Coronavirus Continues

Santa Barbara County’s Response Widens in Week Two of COVID-19 Outbreak

Published March 26, 2020

From storms and floods to raging wildfires and fatal debris flows, Santa Barbara is no stranger to disasters and emergency preparedness.
But the COVID-19 pandemic is a new kind of disaster.
This is the second week that the health crisis is requiring all Californians to stay at home, and there’s no end yet in sight. All schools are closed and, unless you’re a part of the “essential” workforce, you’re not supposed to leave home, except to buy food, pick up medicine, or exercise outdoors at least six feet away from others. Thousands more people are now unemployed in Santa Barbara County alone, with thousands more likely to come, and collective anxiety continues to build, with no known release date from our statewide house arrest.

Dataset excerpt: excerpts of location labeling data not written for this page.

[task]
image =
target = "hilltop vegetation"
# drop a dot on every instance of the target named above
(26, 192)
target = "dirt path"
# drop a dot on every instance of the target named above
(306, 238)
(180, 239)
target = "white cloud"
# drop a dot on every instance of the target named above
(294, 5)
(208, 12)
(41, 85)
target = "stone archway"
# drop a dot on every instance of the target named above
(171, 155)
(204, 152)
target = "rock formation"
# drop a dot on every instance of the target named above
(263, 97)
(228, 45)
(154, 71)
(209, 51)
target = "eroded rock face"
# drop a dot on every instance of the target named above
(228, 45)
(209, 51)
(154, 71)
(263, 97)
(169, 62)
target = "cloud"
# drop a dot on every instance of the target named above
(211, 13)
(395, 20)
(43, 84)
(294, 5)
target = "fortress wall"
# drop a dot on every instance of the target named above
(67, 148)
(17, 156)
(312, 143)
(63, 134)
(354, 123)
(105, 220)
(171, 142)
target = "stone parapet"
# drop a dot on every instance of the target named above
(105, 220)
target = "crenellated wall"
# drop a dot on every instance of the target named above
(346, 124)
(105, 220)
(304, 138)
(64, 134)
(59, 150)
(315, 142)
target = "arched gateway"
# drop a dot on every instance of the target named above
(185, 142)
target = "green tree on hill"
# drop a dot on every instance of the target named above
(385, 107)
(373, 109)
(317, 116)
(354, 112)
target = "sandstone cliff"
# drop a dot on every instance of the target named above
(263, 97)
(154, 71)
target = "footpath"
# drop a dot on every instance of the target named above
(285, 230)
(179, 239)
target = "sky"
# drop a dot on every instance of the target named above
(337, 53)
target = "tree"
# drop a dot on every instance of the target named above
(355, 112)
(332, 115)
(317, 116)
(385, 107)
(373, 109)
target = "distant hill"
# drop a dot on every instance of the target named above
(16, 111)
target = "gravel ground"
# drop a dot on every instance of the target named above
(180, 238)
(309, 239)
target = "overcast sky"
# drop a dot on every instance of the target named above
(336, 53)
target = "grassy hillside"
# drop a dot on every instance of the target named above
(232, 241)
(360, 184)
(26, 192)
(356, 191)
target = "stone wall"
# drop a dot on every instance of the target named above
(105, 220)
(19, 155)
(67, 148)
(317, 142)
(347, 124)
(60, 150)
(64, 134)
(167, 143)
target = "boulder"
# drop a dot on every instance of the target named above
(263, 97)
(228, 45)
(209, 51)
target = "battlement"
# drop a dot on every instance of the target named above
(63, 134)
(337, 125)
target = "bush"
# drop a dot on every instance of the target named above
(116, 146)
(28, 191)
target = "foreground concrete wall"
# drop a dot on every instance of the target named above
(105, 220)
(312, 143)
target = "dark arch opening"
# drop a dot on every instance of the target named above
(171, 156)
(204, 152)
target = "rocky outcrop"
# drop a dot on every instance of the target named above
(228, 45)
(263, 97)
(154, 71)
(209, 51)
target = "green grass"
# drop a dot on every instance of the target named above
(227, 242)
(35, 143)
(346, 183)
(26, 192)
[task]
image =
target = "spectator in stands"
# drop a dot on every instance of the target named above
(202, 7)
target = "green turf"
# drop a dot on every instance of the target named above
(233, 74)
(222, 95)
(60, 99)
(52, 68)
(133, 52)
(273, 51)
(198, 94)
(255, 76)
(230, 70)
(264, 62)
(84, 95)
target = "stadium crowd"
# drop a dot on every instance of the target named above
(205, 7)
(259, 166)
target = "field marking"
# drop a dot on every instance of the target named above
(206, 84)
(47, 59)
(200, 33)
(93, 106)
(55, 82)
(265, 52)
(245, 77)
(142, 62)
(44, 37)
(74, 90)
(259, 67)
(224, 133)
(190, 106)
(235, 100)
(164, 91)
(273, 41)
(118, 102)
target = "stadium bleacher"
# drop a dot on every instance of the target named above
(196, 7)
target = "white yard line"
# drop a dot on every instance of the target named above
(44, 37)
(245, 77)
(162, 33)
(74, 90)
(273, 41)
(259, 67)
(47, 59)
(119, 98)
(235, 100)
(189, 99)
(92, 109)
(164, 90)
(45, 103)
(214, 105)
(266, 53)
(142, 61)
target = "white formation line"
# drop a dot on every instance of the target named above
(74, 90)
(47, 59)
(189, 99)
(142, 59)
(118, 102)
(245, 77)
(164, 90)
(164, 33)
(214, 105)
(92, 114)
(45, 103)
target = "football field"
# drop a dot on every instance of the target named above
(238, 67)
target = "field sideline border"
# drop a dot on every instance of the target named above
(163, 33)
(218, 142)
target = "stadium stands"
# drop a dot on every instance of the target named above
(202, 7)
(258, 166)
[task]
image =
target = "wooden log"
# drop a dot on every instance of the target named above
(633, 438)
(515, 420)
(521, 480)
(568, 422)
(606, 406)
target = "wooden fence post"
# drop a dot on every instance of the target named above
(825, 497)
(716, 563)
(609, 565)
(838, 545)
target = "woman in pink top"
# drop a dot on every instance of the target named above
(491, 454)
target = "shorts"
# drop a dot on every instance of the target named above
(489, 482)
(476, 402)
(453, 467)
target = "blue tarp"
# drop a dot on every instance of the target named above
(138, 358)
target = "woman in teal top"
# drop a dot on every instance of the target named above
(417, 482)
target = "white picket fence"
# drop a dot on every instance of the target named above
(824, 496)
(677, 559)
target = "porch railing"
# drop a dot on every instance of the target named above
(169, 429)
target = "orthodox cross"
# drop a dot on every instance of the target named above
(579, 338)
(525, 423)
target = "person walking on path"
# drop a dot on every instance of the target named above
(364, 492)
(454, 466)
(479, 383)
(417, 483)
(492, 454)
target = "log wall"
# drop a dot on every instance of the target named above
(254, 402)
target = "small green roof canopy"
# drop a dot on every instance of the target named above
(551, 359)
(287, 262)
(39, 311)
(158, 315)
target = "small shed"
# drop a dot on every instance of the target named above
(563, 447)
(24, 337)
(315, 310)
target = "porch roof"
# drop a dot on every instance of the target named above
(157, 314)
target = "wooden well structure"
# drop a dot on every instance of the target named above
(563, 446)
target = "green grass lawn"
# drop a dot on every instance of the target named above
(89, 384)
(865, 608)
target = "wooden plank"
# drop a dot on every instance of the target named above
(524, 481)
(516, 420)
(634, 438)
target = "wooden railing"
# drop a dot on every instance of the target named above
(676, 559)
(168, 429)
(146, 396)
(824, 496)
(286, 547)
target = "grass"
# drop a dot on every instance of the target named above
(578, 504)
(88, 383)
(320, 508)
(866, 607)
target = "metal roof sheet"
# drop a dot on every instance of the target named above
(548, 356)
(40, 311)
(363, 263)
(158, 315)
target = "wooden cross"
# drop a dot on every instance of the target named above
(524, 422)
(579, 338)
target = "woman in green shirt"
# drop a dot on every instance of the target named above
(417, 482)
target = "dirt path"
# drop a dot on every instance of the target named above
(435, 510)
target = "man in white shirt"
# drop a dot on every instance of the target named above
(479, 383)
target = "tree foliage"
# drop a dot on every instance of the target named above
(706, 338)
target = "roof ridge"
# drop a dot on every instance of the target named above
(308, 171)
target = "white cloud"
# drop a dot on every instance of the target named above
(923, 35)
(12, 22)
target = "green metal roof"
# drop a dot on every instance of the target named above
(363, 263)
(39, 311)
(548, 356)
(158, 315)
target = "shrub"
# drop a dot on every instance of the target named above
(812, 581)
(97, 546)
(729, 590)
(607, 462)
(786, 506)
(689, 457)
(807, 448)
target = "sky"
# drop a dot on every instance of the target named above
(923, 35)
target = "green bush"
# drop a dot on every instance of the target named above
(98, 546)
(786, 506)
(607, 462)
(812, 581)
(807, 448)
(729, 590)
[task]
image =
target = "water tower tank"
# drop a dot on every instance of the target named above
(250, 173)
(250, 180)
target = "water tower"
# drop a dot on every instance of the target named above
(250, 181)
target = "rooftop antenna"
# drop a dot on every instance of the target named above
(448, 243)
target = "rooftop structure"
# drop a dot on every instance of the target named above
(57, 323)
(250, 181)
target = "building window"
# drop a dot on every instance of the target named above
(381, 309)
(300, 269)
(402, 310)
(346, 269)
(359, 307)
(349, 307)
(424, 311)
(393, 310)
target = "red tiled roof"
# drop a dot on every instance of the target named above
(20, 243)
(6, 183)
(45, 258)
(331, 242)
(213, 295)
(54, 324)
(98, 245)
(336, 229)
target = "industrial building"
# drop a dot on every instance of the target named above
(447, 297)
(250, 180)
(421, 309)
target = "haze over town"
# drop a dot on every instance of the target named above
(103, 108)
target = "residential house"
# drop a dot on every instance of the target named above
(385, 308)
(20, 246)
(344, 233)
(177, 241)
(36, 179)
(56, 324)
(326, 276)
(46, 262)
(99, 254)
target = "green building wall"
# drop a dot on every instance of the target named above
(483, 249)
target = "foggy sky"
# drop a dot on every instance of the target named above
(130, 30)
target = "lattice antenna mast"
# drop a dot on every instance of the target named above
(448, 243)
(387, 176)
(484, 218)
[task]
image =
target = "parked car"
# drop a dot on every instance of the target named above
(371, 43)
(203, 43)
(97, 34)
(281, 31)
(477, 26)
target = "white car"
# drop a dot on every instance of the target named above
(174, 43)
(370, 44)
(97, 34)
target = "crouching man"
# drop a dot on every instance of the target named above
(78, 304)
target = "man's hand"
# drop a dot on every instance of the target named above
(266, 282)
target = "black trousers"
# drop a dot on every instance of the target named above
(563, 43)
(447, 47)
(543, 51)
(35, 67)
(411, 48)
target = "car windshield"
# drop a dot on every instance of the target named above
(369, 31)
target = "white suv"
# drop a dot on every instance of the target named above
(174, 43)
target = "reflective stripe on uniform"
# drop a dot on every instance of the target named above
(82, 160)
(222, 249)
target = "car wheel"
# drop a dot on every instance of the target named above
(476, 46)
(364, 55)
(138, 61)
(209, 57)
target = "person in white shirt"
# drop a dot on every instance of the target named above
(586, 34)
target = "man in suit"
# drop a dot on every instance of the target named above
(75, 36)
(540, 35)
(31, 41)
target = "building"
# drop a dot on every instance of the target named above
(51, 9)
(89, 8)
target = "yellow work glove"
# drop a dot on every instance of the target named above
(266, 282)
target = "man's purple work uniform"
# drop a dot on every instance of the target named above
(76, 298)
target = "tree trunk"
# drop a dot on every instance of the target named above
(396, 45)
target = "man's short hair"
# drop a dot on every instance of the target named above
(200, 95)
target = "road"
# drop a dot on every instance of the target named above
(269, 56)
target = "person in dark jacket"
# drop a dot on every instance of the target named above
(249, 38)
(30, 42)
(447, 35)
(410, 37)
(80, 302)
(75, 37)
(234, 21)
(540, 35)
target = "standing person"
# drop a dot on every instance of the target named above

As of press time, there are 24 positive cases in Santa Barbara County, four of whom are fully recovered and 19 recovering at home. The remaining patient is hospitalized.

Dr. Henning Ansorg, the county health officer, said our region’s hospitals and health-care providers are ready for the “surge” of new cases that will ​— ​not might ​— ​hit us any day now. Hospitals are accepting handmade sewn masks due to the shortage, and doctors are prepared to build treatment rooms in outdoor tents with beds, even committing to using empty hotel rooms if worse comes to worst.

As the medical unknowns abound, the community is already taking steps to address the economic side of the crisis. Both the County and the City of Santa Barbara issued eviction moratoriums Tuesday, protecting all of those who lost their income source at the hands of the life-altering virus. Many of Santa Barbara’s hundreds of nonprofits have stepped in to help, like Showers of Blessing helping the homeless get showers, the Foodbank delivering free meals to the elderly, and 805 Undocufund helping undocumented immigrants receive benefits while out of work.

On the federal level, after days of squabbling, the Trump administration passed a nearly $2 trillion rescue package for Americans economically scathed by COVID-19. This includes $1,200 per taxpayer in individual payments and $500 extra per child for those who make less than $75,000 a year.